Aprender a identificar a un mal jefe  es tarea ardua, pues este posee unas características particulares amparadas muchas veces en amistades, dadivas, o algunas veces actos que rayan en la lambonería, delegando toda su gestión en los aduladores como fieles caballeros, es decir, en la fuerza de los mandos medios y que bien es conocido tienen más fuerza que el propio jefe.

 

Hablar de malos jefes es creer en la existencia de seres sin argumento, que no convencen y cuando lo hacen se apoyan en gritos o hablar más duro de lo normal, no hay acuerdos sino imposiciones, sujetos que levitan en vez de caminar son seudolíderes, de una generación que no se adapta a la modernidad y sus exigencias.

 

Se parte la historia en dos, cuando entendemos que nos encontramos en un momento diferente en la universalidad, y que el accidente nos ha llevado a convertirnos en sujetos comprometidos, con inquietudes, colaboradores, pensando siempre en liderar un gran proyecto por méritos propios.

 

Los malos jefes no son líderes, son solamente eso jefes. Un buen jefe reúne otras condiciones entre estas el liderazgo, apoyado en la positividad esto es empieza y no desaparece; busca alianzas estratégicas para cambiar y mejorar; está en permanente formación pues nos encontramos en la era del conocimiento; confía en sí mismo y sus valores además de ser talentoso y lo más importante nunca se precita a la hora de tomar decisiones que afecten no solo su futuro sino el de la organización.

 

“Cuando camines atravesando una tormenta, mantén bien alta la cabeza y no te preocupes por la oscuridad.

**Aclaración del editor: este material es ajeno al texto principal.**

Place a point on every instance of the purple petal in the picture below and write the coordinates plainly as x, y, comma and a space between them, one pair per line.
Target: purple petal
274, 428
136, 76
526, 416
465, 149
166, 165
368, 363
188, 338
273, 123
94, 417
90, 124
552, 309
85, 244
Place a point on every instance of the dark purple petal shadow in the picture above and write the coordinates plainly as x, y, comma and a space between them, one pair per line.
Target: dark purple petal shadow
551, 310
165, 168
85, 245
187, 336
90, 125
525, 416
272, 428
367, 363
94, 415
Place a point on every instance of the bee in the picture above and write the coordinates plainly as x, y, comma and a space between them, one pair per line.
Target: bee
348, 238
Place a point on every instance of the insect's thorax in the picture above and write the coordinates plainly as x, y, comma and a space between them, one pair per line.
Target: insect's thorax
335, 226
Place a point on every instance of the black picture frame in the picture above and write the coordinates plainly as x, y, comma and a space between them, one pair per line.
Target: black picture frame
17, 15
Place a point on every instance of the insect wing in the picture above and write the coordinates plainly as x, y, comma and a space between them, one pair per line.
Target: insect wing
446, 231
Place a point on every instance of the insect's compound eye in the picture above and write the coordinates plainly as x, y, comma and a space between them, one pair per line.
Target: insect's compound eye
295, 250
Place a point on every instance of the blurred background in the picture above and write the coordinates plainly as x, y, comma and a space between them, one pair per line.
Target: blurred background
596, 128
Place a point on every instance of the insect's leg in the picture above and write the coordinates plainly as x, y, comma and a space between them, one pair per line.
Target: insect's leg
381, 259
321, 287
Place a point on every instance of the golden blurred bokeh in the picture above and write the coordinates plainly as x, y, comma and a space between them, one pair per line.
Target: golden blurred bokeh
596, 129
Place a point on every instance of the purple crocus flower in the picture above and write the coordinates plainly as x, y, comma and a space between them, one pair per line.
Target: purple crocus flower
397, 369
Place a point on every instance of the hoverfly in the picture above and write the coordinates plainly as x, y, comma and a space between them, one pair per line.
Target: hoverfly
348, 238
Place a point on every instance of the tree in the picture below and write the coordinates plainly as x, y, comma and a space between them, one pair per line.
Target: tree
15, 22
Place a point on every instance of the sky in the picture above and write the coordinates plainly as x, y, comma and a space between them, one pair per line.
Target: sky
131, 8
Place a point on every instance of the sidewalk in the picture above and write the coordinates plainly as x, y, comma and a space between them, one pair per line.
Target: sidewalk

Al final de la tormenta hay un cielo dorado”, (you´ll never walk alone), y en efecto ese es el principio que siempre tiene en mente un líder; los nuevos sistemas empresariales han indicado que las habilidades gerenciales algunas veces aprehendidas y otras innatas se convierten en la herramienta primordial de la administración, y es por ello que se aplica el concepto de inteligencia emocional (Daniel Goleman), esto es, proyectar los valores humanos en tiempo y en forma, es decir buscando las esencias más humanas.

 

De otro lado, el liderazgo implica comunicación no solo de una vía sino en ambos sentidos, revolcando las aptitudes comunicacionales de los integrantes de la empresa, de los compañeros de proyecto u oficina, permitiendo con ello revalorizar, modificar y corregir las actitudes, permitiendo la búsqueda de los puntos fuertes del ser profesional y emprendedor.

 

El reto exige del líder no solo desde el plano personal sino organizacional el identificar los fenómenos que afectan el desarrollo de los proyectos, de las directrices de alta gerencia para encontrar las soluciones de continuidad que permitan el cumplimiento de las metas propuestas, igualmente entregar un producto y un servicio acorde con las necesidades empresariales.

 

Dirigir, movilizar y lograr tres términos que están en permanente conjunción en la mente del buen jefe o líder, lo primero porque tiene conciencia quiénes conforman su grupo, cuál es la misión y la visión de la empresa; en segundo lugar sabe escuchar y preguntar, reconoce el talento y poder del otro, asegura la imaginación y crea compromiso de espacios y confianza y por último, organiza los procesos y sus equipos, hace seguimiento desde lo personal hasta los recursos, aprende continuamente y lo más importante disfruta, celebra y reconoce la participación de sus acompañantes.

 

La pregunta que queda es, es usted un buen o mal jefe?, es líder en sus tareas y gestión, tiene voluntad por aprender y promover la autogestión, permite la transformación con estrategias, inspira un propósito compartido y ayuda al personal a construir su confianza, su autoestima y desarrollar su compromiso y genera un clima para el éxito.

 

Mientras mejor persona seas, más difícil será detectar la maldad en los demás.”